Lilya décide alors d’aller à la rencontre de Maya, en menant enquête. N’est-elle pas journaliste ?
Dans sa collecte d’informations, elle découvre qu’il a bel et bien existé une Maya dans sa famille, en la personne de sa grand’mère, décédée depuis longtemps. Elle ne l’a pas connue ; Marvan, son frère, si. Il lui serait certainement d’une grande utilité. Par le prisme des souvenirs de son rêve, bout après bout, elle reconstruit l’histoire de Maya…
Issue d’une famille ordinaire du Maroc, très attachée aux traditions, Maya a dû renoncer à ses rêves par respect de l’autorité parentale, prête à répudier en cas de désobéissance. Elle, si portée par les belles lettres, les choses de l’esprit, renoncera à ses études pour se jeter dans les bras de Hicham. Ce sera l’enfer conjugal auprès d’un homme violent, inculte et méchant …
Dans l’éducation reçue, « Toute femme n’aspire qu’à avoir son foyer ; le reste n’est qu’accessoire ». Elle devait à son mari obéissance, soumission totale. C’est ainsi, parce que c’était ainsi. Pour Hicham, elle était sa soumise et il était prêt à lui faire comprendre ce principe issu du fond des âges, édicté par les traditions. Mais « Maya n’était pas sûre de partager cet avis si tranché… » (P. 6)

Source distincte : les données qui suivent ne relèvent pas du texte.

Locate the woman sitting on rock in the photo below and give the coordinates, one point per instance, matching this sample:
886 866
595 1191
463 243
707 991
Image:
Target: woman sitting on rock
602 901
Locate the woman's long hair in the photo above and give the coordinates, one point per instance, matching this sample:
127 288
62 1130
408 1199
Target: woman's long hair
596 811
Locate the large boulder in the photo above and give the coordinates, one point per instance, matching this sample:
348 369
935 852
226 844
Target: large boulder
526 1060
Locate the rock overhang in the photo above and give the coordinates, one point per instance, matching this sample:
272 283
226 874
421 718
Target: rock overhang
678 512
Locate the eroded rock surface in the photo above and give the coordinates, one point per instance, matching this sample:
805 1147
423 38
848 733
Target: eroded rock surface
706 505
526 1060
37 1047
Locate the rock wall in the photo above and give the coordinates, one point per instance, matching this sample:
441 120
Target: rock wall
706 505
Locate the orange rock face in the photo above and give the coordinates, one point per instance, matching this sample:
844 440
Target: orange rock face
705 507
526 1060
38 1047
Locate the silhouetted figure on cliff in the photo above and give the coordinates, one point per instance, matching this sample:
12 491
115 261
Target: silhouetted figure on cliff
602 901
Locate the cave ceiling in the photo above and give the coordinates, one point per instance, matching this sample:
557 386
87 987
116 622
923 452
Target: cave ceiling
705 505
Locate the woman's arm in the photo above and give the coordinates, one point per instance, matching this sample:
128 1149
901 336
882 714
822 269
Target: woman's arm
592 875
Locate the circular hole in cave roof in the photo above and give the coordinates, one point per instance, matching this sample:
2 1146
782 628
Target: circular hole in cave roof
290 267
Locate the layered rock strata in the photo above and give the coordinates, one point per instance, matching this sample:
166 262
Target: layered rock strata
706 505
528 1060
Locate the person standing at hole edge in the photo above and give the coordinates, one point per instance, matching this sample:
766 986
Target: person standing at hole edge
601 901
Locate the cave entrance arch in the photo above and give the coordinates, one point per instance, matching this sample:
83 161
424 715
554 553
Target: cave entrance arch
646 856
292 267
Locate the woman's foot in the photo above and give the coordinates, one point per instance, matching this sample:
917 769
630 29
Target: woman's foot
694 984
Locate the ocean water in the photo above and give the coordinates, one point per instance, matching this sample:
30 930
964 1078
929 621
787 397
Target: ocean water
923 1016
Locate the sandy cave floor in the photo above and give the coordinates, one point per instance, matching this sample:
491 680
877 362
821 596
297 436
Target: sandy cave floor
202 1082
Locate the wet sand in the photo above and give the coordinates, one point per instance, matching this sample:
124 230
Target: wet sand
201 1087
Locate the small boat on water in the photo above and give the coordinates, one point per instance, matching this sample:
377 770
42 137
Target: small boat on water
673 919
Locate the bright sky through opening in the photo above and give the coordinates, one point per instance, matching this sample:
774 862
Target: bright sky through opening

Pendant leur nuit de noces, alors même que Maya n’avait connu aucune expérience sexuelle, elle s’était préservée pour son homme, par éducation, Hicham la plongea dans l‘univers de la violence : « Le beau Hicham me caressa la joue doucement, m’ôta ma coiffe et ma tenue puis m’assena une gifle… Sous le choc, je le suppliais d’arrêter.
Je lui ai dit que j’avais mal et lui ai demandé s’il pouvait être un peu plus tendre. Il m’a rétorqué tu es ma femme, je fais de toi ce que je veux ». Pour une nuit de noces, où elle jeta aux orties sa virginité, ce fut une nuit de viol…
L’histoire de Maya ressemble, à bien des égards, à l’histoire de beaucoup d’autres femmes, des femmes battues à longueur de nuits et de journées, sous le regard complice des parents, ami(e)s et connaissances ; qui feignent de ne rien percevoir. Jusqu’à ce que l’irréparable se produise …
L’intrigue est bien construite et l’alternance entre les époques, entre les personnages, chapitre après chapitre, permet de tenir le lecteur en haleine. On passe également de la narration à la première personne à celle à la troisième personne, ce qui crée un rythme avec la voix donnée à des personnages différents.
Une œuvre bouleversante, si proche de notre quotidienneté, que je vous invite à lire.
Isabelle Kassi Fofana (directrice générale de Massaya Editions)
Pourvu qu’il soit de bonne humeur,
Loubna Serraj, Editions la Croisée des Chemins, 166 pages.